LE MONDE | 05.02.2015 | Par Alain Frachon
Cette façon d’ériger l’austérité en nécessité expiatrice est contre-productive
Tout était écrit. Il suffisait de lire les journaux. Les bulletins météo disaient la même chose. L’ouragan « Tsipras », du nom du nouveau premier ministre grec, était annoncé depuis longtemps.
Un jour ou l’autre, à la périphérie de la zone euro, l’austérité budgétaire, couplée à la récession qu’elle ne manquerait pas de provoquer ou d’aggraver, produirait un « Tsipras » – aussi sûrement que telle combinaison de cumulonimbus orageux génère un ouragan.

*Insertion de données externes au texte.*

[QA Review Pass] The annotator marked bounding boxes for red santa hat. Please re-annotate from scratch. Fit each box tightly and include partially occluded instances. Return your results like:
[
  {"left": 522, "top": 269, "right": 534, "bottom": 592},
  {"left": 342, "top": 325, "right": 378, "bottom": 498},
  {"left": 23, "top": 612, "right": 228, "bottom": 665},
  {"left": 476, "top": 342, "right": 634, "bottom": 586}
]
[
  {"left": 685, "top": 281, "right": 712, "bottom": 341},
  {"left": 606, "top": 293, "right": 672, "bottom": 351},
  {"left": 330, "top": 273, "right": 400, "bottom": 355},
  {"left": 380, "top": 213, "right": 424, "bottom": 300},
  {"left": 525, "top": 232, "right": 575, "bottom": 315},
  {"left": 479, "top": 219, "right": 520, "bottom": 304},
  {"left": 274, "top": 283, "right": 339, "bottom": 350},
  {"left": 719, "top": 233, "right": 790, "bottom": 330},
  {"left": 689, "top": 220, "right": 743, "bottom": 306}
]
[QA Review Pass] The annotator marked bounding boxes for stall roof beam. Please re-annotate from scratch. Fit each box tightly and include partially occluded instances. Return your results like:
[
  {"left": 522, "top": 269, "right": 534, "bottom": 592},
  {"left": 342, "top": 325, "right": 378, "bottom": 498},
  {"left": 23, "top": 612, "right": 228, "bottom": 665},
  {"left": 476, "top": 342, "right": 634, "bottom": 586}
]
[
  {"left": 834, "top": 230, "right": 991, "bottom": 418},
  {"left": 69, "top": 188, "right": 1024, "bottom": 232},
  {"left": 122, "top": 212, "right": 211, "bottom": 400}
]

Le premier ministre grec, Alexis Tsipras, au palais de l’Elysée, le 4 février. MARTIN BUREAU / AFP
La première leçon de la crise grecque est qu’elle n’aurait dû surprendre personne. La méthode choisie, sous l’impulsion de l’Allemagne, pour traiter les dettes souveraines dans l’union monétaire devait, inévitablement, amener au pouvoir un parti protestataire, de gauche ou de droite – en l’espèce, on a le plaisir d’avoir les deux, puisqu’Alexis Tsipras, chef de la gauche radicale, s’est allié avec le parti des Grecs indépendants, l’équivalent local du Front national.
26 juin 2014, l’un des pontes de l’économie aux Etats-Unis, Benjamin M. Friedman, professeur à Harvard, boucle, dans la bonne ville suisse de Lucerne, le séminaire de la Banque des règlements internationaux. Sujet : la dette, encore et toujours. Il observe la récession qui mine la zone euro et l’émergence parallèle, un peu partout en Europe, de partis situés à gauche de la gauche ou à droite de la droite. « On n’a pas affaire seulement à une pathologie européenne, on a affaire à une pathologie annoncée », dit-il.
Quand on décide en phase de récession de mener une réduction drastique du budget de l’Etat, couplée à des réformes de structure, qui peuvent peser sur l’activité en attendant de produire leurs effets cinq à dix ans plus tard, on aboutit à cette sorte de cocktail à l’huile de foie de morue : une contraction encore plus prononcée du produit intérieur brut, laquelle, plombant les recettes fiscales, débouche sur le résultat inverse de celui recherché – un accroissement de la dette.
Le club de l’euro a ses règles
En temps de déprime de l’activité, le fantasme de « l’establishment » économique allemand – la croissance tirée par l’austérité budgétaire et par les réformes de structure –, a, jusqu’à preuve du contraire, toujours été ce qu’il est : un fantasme. Le plus faible, le plus mal géré, le plus corrompu, le plus irresponsable des Etats de la zone euro a été touché le premier. Au bout de cinq ans de récession – une chute du PIB de 30 % –, de coupes féroces dans le budget de l’Etat et d’amorce de réformes douloureuses, la dette grecque est passée de 110 % à 175 % du PIB.
Même traitée à des conditions très favorables, celles faites à Athènes, elle pèse encore trop sur ses finances pour que la Grèce puisse investir dans l’avenir. Le pays a le sentiment d’être piégé et d’avoir vingt-cinq ans de misère économique devant lui avant de pouvoir sortir la tête de la Méditerranée. « L’euro a autant besoin de consentement politique que de discipline budgétaire », écrit justement Philip Stephens dans le Financial Times.
La possibilité que la Grèce puisse en temps et en heure rembourser pareille dette relève d’une fiction qui, pour avoir ses mérites, n’a jamais trompé personne, pas même les Allemands. Retour à Lucerne, juin 2014 : « Puisque l’Europe se refuse à accompagner une politique monétaire aujourd’hui heureusement innovante par une politique budgétaire expansionniste, alors le besoin le plus urgent est de restructurer la dette » là où c’est nécessaire, poursuit le professeur Friedman.
Quelle que soit la manière dont on va l’habiller ou l’appeler, cela semble être la solution qui devrait être adoptée dans le cas grec. L’important est d’y venir en expulsant toute considération morale de la négociation – deuxième leçon de la tragédie hellène. Le ton volontiers moralisateur d’Angela Merkel, fille de pasteur luthérien, cette façon d’ériger l’austérité en nécessité expiatrice, est désastreux. Merveille de la langue : en allemand, le même mot, « schuld », veut dire à la fois « dette » et « faute ».
Syriza ne peut ignorer que Mme Merkel défendrait plus facilement au Bundestag un « Grexit » que l’effacement partiel de la dette d’Athènes.